It’s been a long time. I’ve missed you, in a multitude of small ways. Your words were always there for me when I was a teenager. It was always your book I picked up when nothing made sense and my world felt simultaneously too vast and too insignificant.
Vicky, I know you’re often just as lost and confused as I am, but you do have a gift for listening and saying the right thing, even if you don’t always realize what you’re doing. And I feel like this is something you’ll understand, because you feel it sometimes too- I am so very replete with me. I know a lot of people feel that way. And for many good reasons, I’ve been focusing so much on myself on purpose. I’ve ignored my own needs and wants for so long that now I know everyone has to be a bit selfish sometimes. Taking care of my own needs first isn’t nearly as selfish as I used to think it was. It’s just that I feel out of balance. I feel like I’m starting to focus on the wrong things. It’s part of why I’ve been writing these letters to you and everyone else. I keep hoping to find my way back to a balance. I want to feel less “replete with me”.

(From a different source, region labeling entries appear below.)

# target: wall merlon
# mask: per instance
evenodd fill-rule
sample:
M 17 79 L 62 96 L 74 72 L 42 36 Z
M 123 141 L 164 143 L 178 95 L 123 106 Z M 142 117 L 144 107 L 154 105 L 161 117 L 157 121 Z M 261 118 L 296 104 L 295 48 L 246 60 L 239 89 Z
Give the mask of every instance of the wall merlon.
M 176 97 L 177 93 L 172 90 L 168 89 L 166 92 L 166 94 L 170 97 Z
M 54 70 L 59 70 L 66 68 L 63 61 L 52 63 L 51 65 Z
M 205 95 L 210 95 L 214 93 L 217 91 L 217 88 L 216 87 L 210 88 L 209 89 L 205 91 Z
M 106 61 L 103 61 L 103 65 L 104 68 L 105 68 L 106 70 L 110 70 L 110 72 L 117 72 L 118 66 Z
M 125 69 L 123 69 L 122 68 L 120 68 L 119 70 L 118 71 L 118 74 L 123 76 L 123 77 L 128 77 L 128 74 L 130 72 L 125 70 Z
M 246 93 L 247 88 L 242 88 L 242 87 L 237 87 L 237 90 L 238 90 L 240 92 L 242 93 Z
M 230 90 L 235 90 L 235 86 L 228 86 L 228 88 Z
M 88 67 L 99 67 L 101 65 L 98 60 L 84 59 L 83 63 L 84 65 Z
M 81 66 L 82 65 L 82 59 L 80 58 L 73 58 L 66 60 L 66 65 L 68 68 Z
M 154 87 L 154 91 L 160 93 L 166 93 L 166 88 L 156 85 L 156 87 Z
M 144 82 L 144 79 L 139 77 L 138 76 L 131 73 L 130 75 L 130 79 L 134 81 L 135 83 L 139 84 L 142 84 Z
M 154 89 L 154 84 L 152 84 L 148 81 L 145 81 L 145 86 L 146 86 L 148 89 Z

When I started rereading the book again, my first reaction was to be scornful of your naivety. And that frightens me, a little, because I would have never felt that way in the past. But as I kept reading… I realize now how easy it is to mistake naivety for hope.
The world is full of horrors, red in tooth and claw. Little girls die pointlessly on the floor of overcrowded emergency rooms. Cops shoot kids because of the color of their skin. Dolphins are stillborn. Good people die doing the right thing. We all die without fully understanding any of it.
The world is full of hope, deep and dazzling darkness. Swallows learn to fly. Piano concerts in the grass on a warm summer night. Strangers go out of the way to help someone they’ll never see again. People wake up from comas. People fall in love. We all live without ever fully understanding any of it.
I don’t believe in God anymore, Vicky, not for a long time now. I don’t think I ever want to again, to be honest. But I do like reading about your faith, and the ways you struggle with it, because I am struggling with faith. It’s just not faith in God. What I’m trying to find is my faith in humanity, faith in goodness. I want to have faith that even in all the vastness of the universe, in the face of unrelenting rush of time and death and black holes, who we are and what we do matters.
I’m starting to relearn that it is not naivety to see every element of existence and still believe in goodness. There is courage in choosing joy and hope while fighting back against overwhelming evil and injustice. It matters who we are and what we do, even in the infinite. Being sick the way I have been, the depression, the physical pain and disabilities, looking around at the horrors of the world, it’s all made me lose sight of that. The darkness was not dazzling, but consuming. I know it’s not possible to optimistic all the time. The world doesn’t work like that, and neither do people. I am going to have bad days, weeks, months, still, no matter what I try mentally and physically. But when I can, on the days, weeks, months when I’m able, I want to start believing in joy and hope again.
Vicky, you always help me remember that there is a ring of endless light inside all of us, giving us hope. We’re not always able to see it. Being replete with me leaves little space for it, but I’m going to try to find my light again, even if I have no idea how to start.